Given to reduce tension, apprehension, and anxiety. May be used to reduce nausea and vomiting. Sometimes combined with narcotics to increase the effects of the narcotic.

Used in first stage of labor.


Benzodiazepines generally only given after birth because of side effects for baby.

To the mother: May cause drowsiness, dizziness, blurred vision, confusion, dry mouth, and changes in heart rate or blood pressure. When given with sedatives or narcotics, tranquilizers my increase sedative or depressant effects.

To the baby: Phenothiazines can inhibit newborn reflexes and cause jaundice. Benzodiazepines in labor can cause fetal heart alterations, and cause drop in body temperature, poor muscle tone, sleepiness, and sucking difficulties in newborn. Effects last 24-48 hours.

Narcotic Analgesics

Meperidine (Demerol), morphine, fentanyl (Sublimaze), codeine.

Reduce pain, promote relaxation between contractions.

Some narcotics may relax cervix, and may speed labor that is slowed by tension or stress.

Sometimes in the case of a prolonged prelabor, large doses are given to stop contractions and give mother a chance to rest.

Given after cervix is 3-4 cm dilated.

To the mother: May cause drowsiness, hallucinations, dizziness, euphoria, respiratory depression, nausea, and vomiting. May lower blood pressure. May slow labor progress, especially if given before active labor.

To the baby: May make fetal heart less reactive to stimuli, depress respiration, and alter infant’s behavioral responses for several days or weeks.

Combination Narcotic / Antagonist

Stadol, Nubain, Talwin

A narcotic plus narcotic antagonist; provides pain relief without causing respiratory depression in mother or baby.

Narcotics and combinations are fast-acting, taking effect within a few minutes with IV injection, and lasting for a few hours.

Narcotic Antagonist

Naloxone (Narcan)

Reduce or reverse the effects of narcotics. Given to mother if there is narcotic toxicity, or to the newborn when respiratory depression is caused by narcotics.

Abrupt reversal of narcotic depression can cause increased blood pressure, nausea, vomiting, sweating, trembling.



Sources: Most statistics cited are from “Epidural Anesthesia in Labor: An Evaluation of the Risks and Benefits” by Thorp and Breedlove, Birth, June 1996. This was a literature review article, which summarized the results of numerous studies involving thousands of births. Other information from: Pregnancy, Childbirth, and the Newborn by Simkin, Whalley, and Keppler (2001 edition).

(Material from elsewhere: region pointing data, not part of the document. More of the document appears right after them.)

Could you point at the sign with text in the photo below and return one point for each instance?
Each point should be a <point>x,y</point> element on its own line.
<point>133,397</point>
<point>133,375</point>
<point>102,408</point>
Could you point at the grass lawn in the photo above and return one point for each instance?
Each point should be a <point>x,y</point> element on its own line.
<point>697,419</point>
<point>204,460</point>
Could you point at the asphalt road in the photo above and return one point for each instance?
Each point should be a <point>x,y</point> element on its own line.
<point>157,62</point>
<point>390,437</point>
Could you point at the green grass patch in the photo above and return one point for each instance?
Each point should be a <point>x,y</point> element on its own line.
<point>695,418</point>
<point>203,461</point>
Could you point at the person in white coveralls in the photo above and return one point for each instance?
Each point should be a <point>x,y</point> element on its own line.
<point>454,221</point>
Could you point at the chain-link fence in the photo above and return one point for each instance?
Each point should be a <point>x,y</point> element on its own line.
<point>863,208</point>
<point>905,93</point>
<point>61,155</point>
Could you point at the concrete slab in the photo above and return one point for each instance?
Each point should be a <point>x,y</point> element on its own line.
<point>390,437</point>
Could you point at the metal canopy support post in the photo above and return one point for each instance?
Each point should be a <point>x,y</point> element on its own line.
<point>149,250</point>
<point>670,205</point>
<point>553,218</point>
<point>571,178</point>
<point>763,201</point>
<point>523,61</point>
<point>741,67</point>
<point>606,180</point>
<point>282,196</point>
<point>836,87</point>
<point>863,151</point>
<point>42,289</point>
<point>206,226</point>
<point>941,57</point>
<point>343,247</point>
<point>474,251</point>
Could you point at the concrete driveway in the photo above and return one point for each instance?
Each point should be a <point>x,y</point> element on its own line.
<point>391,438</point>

Maternity & Women’s Health Care by Lowdermilk, Perry, and Bobak (6th Edition, 1997). Family-Centered Maternity and Newborn Care by Celeste R. Phillips (Fourth edition, 1996). “Epidural Epidemic” by Dozer and Baruth, Mothering, July-August 1999. “What no one tells you about Epidurals” by Penny Simkin; “The Cascade of Interventions” by Pam England; and Epidural’s Effects on Babies” by Beverley Lawrence Beech, in Mothering, March-April 2000.  “Epidural Express” by Nancy Griffin, Mothering, Spring 1997.